The 58th annual New York Film Festival has opened up to the public through online screenings, as well as drive-in screenings for those who live in New York City. While this is far from a traditional platform, the festival remains as lively as ever with world premieres, restorations and talks with some of the most exciting filmmakers working today.

The festival’s opening night, Sept. 17, screening was Steve McQueen’s “Lovers Rock.” Set over the course of one night in 1970s West London, the story captures a small microcosm that forms at a fictional house blues party. At the core, is a romance between Martha, played by Amarah-Jae St. Aubyn, and Franklyn, played by Michael Ward. The supporting cast is rounded out with Samson the DJ, played by Kadeem Ramsay, Martha’s friend Patty, played by Shaniqua Okwok, and “smooth guy” Bammy, played by Daniel Francis-Swaby.

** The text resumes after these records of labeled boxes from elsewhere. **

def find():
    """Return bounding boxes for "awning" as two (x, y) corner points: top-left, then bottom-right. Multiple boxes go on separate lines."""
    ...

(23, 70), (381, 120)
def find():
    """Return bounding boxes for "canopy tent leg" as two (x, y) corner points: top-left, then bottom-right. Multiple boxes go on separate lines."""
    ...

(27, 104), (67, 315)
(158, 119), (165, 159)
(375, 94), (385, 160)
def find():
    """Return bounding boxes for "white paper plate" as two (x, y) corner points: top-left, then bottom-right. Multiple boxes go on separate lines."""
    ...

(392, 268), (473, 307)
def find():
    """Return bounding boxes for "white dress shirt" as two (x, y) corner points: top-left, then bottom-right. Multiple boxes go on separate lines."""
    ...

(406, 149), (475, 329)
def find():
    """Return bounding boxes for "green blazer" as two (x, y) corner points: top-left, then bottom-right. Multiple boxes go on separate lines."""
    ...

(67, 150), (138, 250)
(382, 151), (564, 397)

With all those memorable characters being set up, co-writers Courttia Newland and McQueen’s real goal was to capture a group feeling rather than a specific story. The majority of the 68-minute runtime is spent walking through the house party’s location, watching people enjoy themselves. About halfway through the film, it reaches a transcendental peak as the crowd sings along to “Silly Games” by Janet Kay as the record spins, and long after the song runs out. It is a beautiful celebration of the unifying power music can have within any group.

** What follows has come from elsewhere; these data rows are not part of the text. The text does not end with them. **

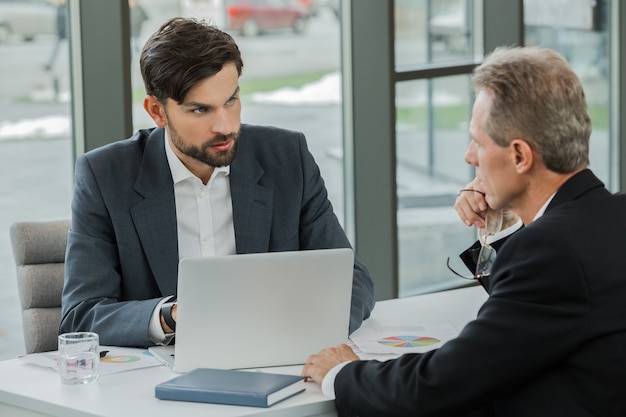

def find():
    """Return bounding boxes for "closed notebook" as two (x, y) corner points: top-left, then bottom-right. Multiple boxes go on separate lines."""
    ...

(155, 368), (304, 407)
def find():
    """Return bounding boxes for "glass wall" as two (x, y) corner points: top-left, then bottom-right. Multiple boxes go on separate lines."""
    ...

In a post-screening Q&A session with McQueen and Director of Programming for NYFF Dennis Lim, the director of “Lovers Rock” said he wanted the film to be “about every single sense: taste, smell, sound…” and that it was a “celebration of the black aesthetic.” Those goals are easily achieved, and it may have been exactly what the filmmaker has needed.

McQueen’s previous feature films have dealt with issues such as slavery in “12 Years a Slave”, nymphomania in “Shame”, and the prisoner abuse in Northern Ireland that led to the hunger strike, by Bobby Sands, “Hunger.” They are all-powerful works that prove McQueen is one of the best filmmakers working today. His heist-thriller “Widows” is criminally underrated, but you can not sit down one afternoon and throw one on.

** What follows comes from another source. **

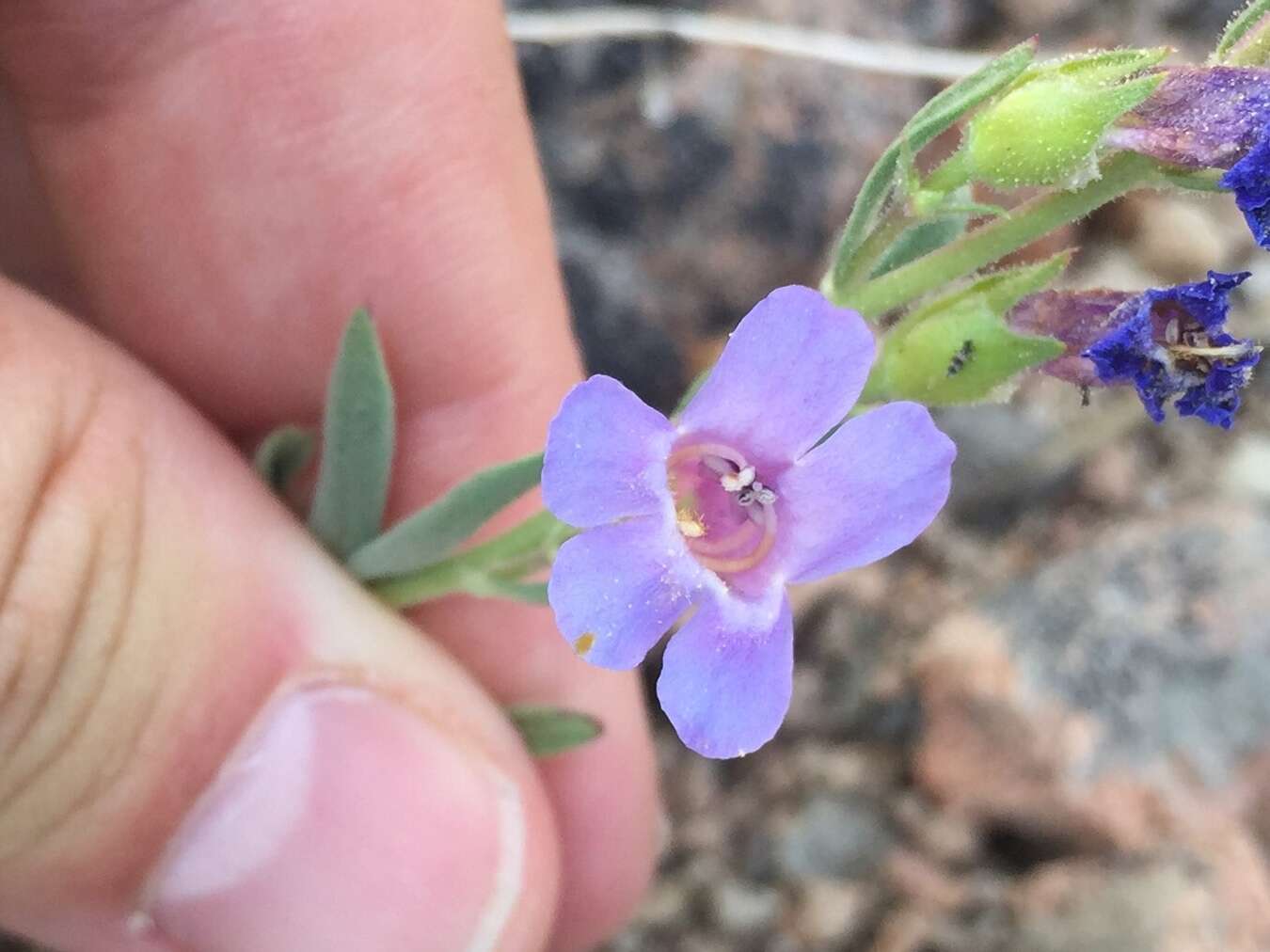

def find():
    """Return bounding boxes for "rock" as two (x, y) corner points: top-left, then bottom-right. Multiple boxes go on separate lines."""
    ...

This isn’t to say that “Lovers Rock” is devoid of any tension or drama. A threatening group of white men hanging out down the road serves as a glass of cold water to the face through their obscenities. Their presence is then subverted as the story turns its back on them. This is a party, and they do not deserve any more screen time.

As an opening night event for the New York Film Festival, this is a fantastic film. The performances are naturalistic, the cinematography is lush, and the reggae soundtrack is perfectly curated. It is a shame it isn’t being screened in theaters, but one should feel lucky to experience a work this well realized.

“Lovers Rock” is one of five films that makes up the “Small Axe” anthology. The group of films also tackles structural racism in the police force and the 1970 landmark Mangrove Nine trial. The first installment of “Small Axe,” called “Mangrove,” will premiere on Amazon Prime Nov. 20. If it is half as good as “Lovers Rock,” it will be a must watch.